Though the United States has had its own history with “amnesties” for undocumented migrants (it legalized 2.7 million under a bill passed in 1987), Southern Europe has enacted mass legalizations in much more recent memory. Bordering the Mediterranean, the countries of Spain, Italy, Greece, and Portugal saw large influxes of unauthorized migrants and growing informal economies throughout the 1990s and 2000s. In an effort to bring undocumented migrants out of the shadows and into the taxpaying workforce, all four countries conducted periodic amnesties which (at the time) provoked significantly less political outcry than the United States has experienced over Comprehensive Immigration Reform.
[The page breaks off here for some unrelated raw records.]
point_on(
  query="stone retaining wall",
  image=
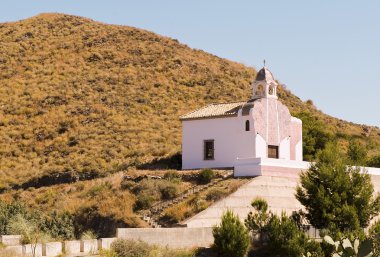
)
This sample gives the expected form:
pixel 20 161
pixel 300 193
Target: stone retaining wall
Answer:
pixel 50 249
pixel 171 237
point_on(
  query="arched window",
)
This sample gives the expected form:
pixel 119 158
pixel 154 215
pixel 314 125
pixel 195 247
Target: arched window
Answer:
pixel 260 90
pixel 271 90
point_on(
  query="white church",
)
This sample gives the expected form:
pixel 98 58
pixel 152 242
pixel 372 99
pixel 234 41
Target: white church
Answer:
pixel 255 137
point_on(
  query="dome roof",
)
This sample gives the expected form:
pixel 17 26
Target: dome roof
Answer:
pixel 264 75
A recent New York Times article details the aftermath of the most recent Spanish amnesty for the undocumented, which has had benefits, such as increased tax revenue, but also drawbacks, such as possible inflows of more undocumented migrants in anticipation of amnesties in the future. The case study raises a number of questions for both Europe and the United States: Have the economic, social, and humanitarian benefits of amnesties outweighed the costs to the host society? Will similar amnesties in Southern Europe be feasible in the future, given Northern European opposition (strongest in France) and growing anti-immigrant movements in Italy and Spain? Are there other feasible solutions to dealing with the problem of unauthorized migration, and are border enforcement measures effective in an increasingly globalized and mobile world? And finally, what can the United States learn from the political compromises in Europe to form a truly comprehensive immigration reform?
To be sure, the similarities between Southern Europe and the United States – long borders, unauthorized migration flows, and significant informal economies – should not to be ignored. However, the economic climate of the 1990s and early 2000s (when most of the European amnesties took place) stands in stark contrast to the current economic outlook of the United States in light of the credit crunch, increased fuel prices, and a possible recession. Given economic worries and the heated nature of the immigration debate, it seems that a mass legalization measure would cost any American leader a great deal of political capital. Senators McCain and Obama should keep this in mind, as both have made campaign promises to fix the broken immigration system during their respective administrations.